Wyprzedaż i apel do klientów
Aby ratować sklep, uruchomiono wyprzedaż produktów.
— Robimy wyprzedaż tego co zostało na stanie. Niektóre produkty sprzedajemy za pół ceny, dużo rzeczy jest na promce -20%, -30%. Mamy nadzieję, że skorzystacie z tej okazji a my będziemy mieli środki na kolejne dostawy — poinformowali na facebooku właściciele.
SpożyVczak apeluje do swoich klientek i klientów, by wsparli lokalny biznes zakupami.

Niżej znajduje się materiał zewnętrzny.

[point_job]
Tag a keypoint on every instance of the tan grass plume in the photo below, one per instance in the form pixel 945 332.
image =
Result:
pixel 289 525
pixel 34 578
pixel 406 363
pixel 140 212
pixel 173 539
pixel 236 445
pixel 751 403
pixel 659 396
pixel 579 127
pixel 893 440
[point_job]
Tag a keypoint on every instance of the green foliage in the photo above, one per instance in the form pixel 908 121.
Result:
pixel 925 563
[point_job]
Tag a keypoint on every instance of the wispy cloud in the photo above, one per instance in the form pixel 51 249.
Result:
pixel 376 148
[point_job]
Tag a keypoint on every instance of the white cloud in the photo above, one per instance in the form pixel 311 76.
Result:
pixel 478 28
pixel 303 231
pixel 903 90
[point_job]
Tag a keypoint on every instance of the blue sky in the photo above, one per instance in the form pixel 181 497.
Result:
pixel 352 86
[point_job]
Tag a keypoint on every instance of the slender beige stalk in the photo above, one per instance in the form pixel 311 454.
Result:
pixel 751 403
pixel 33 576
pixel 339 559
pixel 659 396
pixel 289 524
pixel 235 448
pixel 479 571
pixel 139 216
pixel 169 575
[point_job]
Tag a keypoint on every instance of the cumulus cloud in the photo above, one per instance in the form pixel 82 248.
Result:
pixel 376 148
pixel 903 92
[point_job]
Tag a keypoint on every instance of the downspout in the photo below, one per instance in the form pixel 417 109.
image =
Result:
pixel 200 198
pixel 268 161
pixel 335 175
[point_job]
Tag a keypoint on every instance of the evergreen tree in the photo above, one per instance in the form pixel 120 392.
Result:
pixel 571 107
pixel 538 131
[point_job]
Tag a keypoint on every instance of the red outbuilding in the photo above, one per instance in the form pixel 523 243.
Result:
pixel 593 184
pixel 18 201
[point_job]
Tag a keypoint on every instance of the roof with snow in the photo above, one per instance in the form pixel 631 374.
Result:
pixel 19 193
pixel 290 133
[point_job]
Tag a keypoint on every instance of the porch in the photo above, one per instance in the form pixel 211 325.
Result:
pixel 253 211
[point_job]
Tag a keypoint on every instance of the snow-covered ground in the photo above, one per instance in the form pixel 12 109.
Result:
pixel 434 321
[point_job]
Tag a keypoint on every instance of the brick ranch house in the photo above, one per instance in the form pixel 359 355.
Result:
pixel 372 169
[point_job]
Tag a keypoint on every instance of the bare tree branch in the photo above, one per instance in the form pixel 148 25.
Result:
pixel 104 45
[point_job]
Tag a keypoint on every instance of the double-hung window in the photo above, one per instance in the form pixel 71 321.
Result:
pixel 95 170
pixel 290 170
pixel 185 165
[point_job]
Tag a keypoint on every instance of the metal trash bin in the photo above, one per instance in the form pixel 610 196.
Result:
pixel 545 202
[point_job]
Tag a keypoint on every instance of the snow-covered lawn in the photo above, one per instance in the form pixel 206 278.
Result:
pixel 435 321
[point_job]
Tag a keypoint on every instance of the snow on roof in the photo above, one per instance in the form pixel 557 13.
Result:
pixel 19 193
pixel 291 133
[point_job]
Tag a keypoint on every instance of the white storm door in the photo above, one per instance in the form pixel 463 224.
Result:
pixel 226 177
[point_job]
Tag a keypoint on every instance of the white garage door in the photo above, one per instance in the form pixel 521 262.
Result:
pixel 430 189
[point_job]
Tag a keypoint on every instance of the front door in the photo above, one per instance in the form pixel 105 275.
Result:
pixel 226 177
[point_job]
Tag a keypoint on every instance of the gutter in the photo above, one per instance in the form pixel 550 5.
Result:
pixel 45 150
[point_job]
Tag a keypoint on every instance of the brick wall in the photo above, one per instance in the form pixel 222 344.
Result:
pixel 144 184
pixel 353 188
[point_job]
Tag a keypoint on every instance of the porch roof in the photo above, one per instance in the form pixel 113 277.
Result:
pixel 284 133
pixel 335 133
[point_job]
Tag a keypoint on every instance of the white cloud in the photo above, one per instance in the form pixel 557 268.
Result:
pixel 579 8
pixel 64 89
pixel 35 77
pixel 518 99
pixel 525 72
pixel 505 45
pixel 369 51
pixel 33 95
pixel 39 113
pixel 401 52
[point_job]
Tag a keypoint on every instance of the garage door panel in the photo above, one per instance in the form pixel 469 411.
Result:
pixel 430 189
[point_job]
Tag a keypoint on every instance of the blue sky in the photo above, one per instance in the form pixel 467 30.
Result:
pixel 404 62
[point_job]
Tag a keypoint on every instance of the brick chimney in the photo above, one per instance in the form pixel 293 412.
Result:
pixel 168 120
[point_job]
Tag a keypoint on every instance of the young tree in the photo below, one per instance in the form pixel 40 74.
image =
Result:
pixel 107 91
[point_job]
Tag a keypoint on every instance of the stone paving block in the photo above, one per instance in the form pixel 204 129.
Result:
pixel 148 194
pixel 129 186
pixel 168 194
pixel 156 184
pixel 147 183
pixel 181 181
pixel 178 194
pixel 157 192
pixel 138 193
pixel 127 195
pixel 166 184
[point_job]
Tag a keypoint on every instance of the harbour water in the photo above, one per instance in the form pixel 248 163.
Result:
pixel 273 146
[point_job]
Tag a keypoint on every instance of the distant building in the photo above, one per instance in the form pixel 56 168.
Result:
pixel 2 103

— Niestety ostatnie lata to drastyczny spadek obrotów. Pomyśleliśmy, że może nasi klienci nie wiedzą, jak jest nam trudno, i stąd ten post. Dziękujemy za odzew – mimo kilku trolli nie zawiedliśmy się na przyjaciołach, bo tak traktujemy naszych klientów. Takie było założenie spożywczaka — mówiła właścicielka sklepu.
Sklep można odwiedzać stacjonarnie, ale prowadzona jest również sprzedaż internetowa. Losy sklepu zależą nie tylko od wzrostu zainteresowania w aktualnym czasie, ale również od ilości klientów w przyszłości. Niestety, ale jednorazowy wzrost sprzedaży nie uratuje sklepu na dłuższą metę.